Jesse Foot (1743 – 26 October 1826) was an English surgeon and biographer.

==Life==
Foot was born at Charlton, Wiltshire, in 1743, and baptised there 22 November 1743 He received a medical education in London, becoming a member of the Surgeons' Company, and about 1766 went to the West Indies, where he practised for three years in the island of Nevis, returning in 1769. After this he went to St. Petersburg, where he became a practitioner of the College of St. Petersburg, as he afterwards described himself.

Returning to England, Foot was appointed house-surgeon to the Middlesex Hospital, and on the conclusion of his term of office began practice in London, in Salisbury Street, Strand, later moving to Dean Street, Soho. He died at Ilfracombe, North Devon, on 27 October 1826.

==Works==
Foot wrote a slanted Life of John Hunter. He was also the biographer of Andrew Robinson Stoney (Bowes) and his wife, Mary Eleanor Bowes, Countess of Strathmore, who were his patients; and of Arthur Murphy, a friend. He was an anti-abolitionist, in favour of the West Indian planters, and wrote a Defence of them.

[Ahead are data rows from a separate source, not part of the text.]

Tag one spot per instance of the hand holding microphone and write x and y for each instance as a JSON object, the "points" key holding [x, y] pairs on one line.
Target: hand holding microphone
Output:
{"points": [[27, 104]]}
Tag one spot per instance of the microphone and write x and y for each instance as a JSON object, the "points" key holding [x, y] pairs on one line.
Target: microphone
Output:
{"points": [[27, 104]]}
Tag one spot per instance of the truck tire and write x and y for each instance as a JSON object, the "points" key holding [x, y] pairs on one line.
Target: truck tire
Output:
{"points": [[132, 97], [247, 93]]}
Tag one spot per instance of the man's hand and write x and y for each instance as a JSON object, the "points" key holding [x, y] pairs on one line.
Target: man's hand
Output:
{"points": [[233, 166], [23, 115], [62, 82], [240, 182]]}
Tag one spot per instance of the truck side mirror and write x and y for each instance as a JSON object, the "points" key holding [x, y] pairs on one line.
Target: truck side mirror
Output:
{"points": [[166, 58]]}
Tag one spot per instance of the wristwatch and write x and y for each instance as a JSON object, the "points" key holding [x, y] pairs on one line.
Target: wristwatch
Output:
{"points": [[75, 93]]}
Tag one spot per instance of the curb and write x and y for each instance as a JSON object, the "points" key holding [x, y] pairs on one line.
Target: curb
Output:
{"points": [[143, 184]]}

He attacked William Wilberforce and the abolition activists.

Foot wrote:

- A Critical Inquiry into the Ancient and Modern Manner of Treating Diseases of the Urethra, and an Improved Method of Cure, London, 1774; 6th edn. 1811.
- Observations on the New Opinions of John Hunter in his Treatise on the Venereal Disease, in three parts, 1786–7.
- An Essay on the Bite of a Mad Dog, with Observations on John Hunter's Treatment of the Case of Master R—— [Rowley], and also a Recital of the Successful Treatment of Two Cases, 1788; 2nd edn. 1791.
- A New Discovered Fact of a relative nature in the Venereal Poison, 1790.
- A Defence of the Planters in the West Indies, comprised in Four Arguments, &c., 1792.
- A Complete Treatise on the Origin, Theory, and Cure of the Lues Venerea and Obstruction in the Urethra, illustrated by a great variety of Cases, being a course of twenty-three lectures read in Dean Street, Soho, 1790 and 1791; 1792; new edn, 1820; German translation, Leipzig, 1793–4.
- A Plan for Preventing the Fatal Effects of the Bite of a Mad Dog, with Cases, 1792.
- Life of John Hunter, 1794; 2nd edn. 1797.
- Dialogues between a Pupil of the late John Hunter and Jesse Foot, including passages in Darwin's "Zoonomia", 1795.
- Cases of the Successful Practice of the Vesicæ Lotura in the Cure of Diseased Bladders, pt. i. 1798, pt. ii. 1803.
- Observations principally upon the Speech of Mr. Wilberforce on his Motion in the House of Commons, 30 May 1804, for the Abolition of the Slave Trade, 1805.
- Important Researches upon the Existence, Nature, and Consummation of Venereal Infection in Pregnant Women, New-born Infants, and Nurses, by the late P. S. O. Mahon, contrasted with the Opinions of the late John Hunter upon the subject, 1808.
- The Lives of Andrew Robinson Bowes, Esq., and the Countess of Strathmore, written from thirty-three years' professional attendance, from Letters and other well-authenticated Documents, 1810.
- Life of Arthur Murphy, Esq., 1811.
- Review of Everard Home's Observations on the Diseases of the Prostate Gland, 1812.
- Facts relative to the Prevention of Hydrophobia,’ in 'Medical Facts and Observations, iii. 33.
- Two Letters on the Necessity of a Public Inquiry into Cause of the Death of the Princess Charlotte and her Infant, 1817.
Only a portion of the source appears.